Le problème de l’humidité
Dans les salles de bains humides, une fine couche d’eau se forme partout. Sur une lampe, cette humidité peut provoquer des défaillances électriques. Nous utilisons donc du verre de quartz de haute pureté pour l’enveloppe de la lampe, car c’est un excellent isolant naturel.
Mais le vrai problème, c’est les connexions. C’est là que les choses tournent mal le plus souvent. Nous utilisons des joints en silicone résistant à la chaleur ou de l’époxy pour sceller les jonctions des électrodes. Cela empêche la vapeur d’atteindre les fils électriques. Si ces joints se détachent, le disjoncteur se déclenchera immédiatement. Faites-moi confiance, vous ne voulez certainement pas ça.
Les câbles et le branchement
On ne peut pas compter uniquement sur le boîtier du chauffage pour assurer la sécurité. Nous utilisons toujours un conducteur de terre dédié, relié directement au boîtier métallique.
De plus, les câbles eux-mêmes doivent être résistants. Ils doivent faire face à deux défis : la chaleur intense de la lampe et l’humidité de la pièce. Nous utilisons donc des câbles isolés en fluoropolymère ou en silicone. Pourquoi ? Parce que les isolants standards se brisent ou se consument après quelques cycles de chauffage.
L’équilibre difficile
Il y a toutefois un problème : les joints hermétiques sont excellents pour empêcher l’eau d’entrer, mais ils sont mauvais pour la transmission de la chaleur.
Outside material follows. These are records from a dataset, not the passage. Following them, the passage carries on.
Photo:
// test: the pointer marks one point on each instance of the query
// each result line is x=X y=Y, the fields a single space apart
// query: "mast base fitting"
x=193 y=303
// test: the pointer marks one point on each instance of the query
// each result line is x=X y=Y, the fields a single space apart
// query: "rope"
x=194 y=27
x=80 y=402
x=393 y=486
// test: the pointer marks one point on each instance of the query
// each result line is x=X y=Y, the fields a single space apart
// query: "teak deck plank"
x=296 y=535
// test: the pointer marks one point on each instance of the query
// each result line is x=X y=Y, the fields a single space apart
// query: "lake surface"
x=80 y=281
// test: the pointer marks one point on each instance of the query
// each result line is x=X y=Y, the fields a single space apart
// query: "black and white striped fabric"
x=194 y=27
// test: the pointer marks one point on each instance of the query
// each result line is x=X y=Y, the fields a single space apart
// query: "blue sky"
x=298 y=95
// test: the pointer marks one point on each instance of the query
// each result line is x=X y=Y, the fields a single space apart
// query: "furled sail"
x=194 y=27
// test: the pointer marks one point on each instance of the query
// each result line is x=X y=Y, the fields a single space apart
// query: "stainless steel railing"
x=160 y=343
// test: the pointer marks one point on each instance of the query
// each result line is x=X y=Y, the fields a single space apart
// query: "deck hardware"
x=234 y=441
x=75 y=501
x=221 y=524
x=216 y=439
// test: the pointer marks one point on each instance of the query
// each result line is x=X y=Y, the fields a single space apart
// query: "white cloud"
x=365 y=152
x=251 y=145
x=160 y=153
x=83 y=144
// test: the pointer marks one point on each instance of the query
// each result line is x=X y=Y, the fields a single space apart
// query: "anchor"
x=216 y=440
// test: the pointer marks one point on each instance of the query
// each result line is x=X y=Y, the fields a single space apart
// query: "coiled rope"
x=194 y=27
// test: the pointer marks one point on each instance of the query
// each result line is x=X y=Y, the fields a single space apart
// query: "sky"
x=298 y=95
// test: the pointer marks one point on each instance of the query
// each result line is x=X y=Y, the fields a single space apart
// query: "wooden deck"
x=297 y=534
Si le boîtier est trop hermétique, cela peut endommager les composants électriques internes ou faire fondre les câbles.
C’est comme marcher sur une corde raide : il faut trouver un équilibre entre une isolation efficace contre l’eau et une bonne gestion de la chaleur. Ah, et assurez-vous que votre disjoncteur soit adapté au courant de démarrage spécifique du chauffage. Sinon, vous devrez faire face à des déclenchements indésirables chaque fois que vous allumerez le chauffage.